We can be helped by glancing at the sacrifices that our parents had to endure so that we may live and grow up.
To provide food and drink every day, to take us to the hospital, to build shelter for us, school, clothing just to mention a few. The notion that the Cross, mortification, sacrifice, are in some way good and a means of salvation, will always strike a discordant note with people who, like Peter on this occasion, view things from a worldly point of view.
If we reason only in materialistic terms it is difficult for us to appreciate that pain and suffering, or indeed anything that requires an effort, can be worth while.

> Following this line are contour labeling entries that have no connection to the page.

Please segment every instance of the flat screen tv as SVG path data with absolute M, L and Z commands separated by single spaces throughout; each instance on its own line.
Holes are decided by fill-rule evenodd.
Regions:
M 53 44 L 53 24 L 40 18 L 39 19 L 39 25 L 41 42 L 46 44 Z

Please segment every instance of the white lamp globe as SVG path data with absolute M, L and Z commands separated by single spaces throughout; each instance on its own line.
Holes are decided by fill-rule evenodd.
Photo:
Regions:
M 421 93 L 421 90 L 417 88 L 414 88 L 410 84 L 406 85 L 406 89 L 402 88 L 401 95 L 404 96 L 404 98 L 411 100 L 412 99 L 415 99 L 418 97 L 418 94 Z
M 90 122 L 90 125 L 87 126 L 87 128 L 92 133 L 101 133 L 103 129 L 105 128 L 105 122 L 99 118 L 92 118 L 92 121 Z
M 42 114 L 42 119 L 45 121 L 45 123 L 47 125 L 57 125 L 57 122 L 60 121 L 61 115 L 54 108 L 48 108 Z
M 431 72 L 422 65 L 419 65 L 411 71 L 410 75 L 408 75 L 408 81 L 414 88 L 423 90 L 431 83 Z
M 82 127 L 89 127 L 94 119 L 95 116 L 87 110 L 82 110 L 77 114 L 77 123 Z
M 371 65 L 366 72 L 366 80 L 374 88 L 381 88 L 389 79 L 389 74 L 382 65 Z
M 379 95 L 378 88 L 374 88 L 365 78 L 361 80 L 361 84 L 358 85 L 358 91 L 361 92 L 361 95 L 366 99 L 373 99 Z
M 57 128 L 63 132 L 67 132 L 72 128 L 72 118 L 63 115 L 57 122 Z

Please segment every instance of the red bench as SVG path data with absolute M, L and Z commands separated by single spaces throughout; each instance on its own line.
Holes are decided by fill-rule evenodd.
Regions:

Our fear of pain, above all if it is severe or persistent, is a deeply rooted instinct in us, and our first reaction in the face of something hard or difficult is to run away.
That is why we find the Christian practice of penance difficult. Faith enables to see and realise that without sacrifice the soul encounters no true love, no genuine joy, no lasting purification and no possession of God. Anyone who looks for God without sacrifice, without the cross, will never find him.
Our Lord makes use of pain, of voluntary sacrifice, of poverty, of unheralded sickness, all of which, far from separating us from God, can unite more closely with him.
This contemporary paganism characterised by the search for material well being at any cost, and by the corresponding disregard of anything that could cause suffering. With this outlook, words such as God, sin, cross, mortification, and eternal life… become incomprehensible to a great number of people….
What will it profit a man if he gains the whole world and forfeits his life? … Have a blessed Sunday!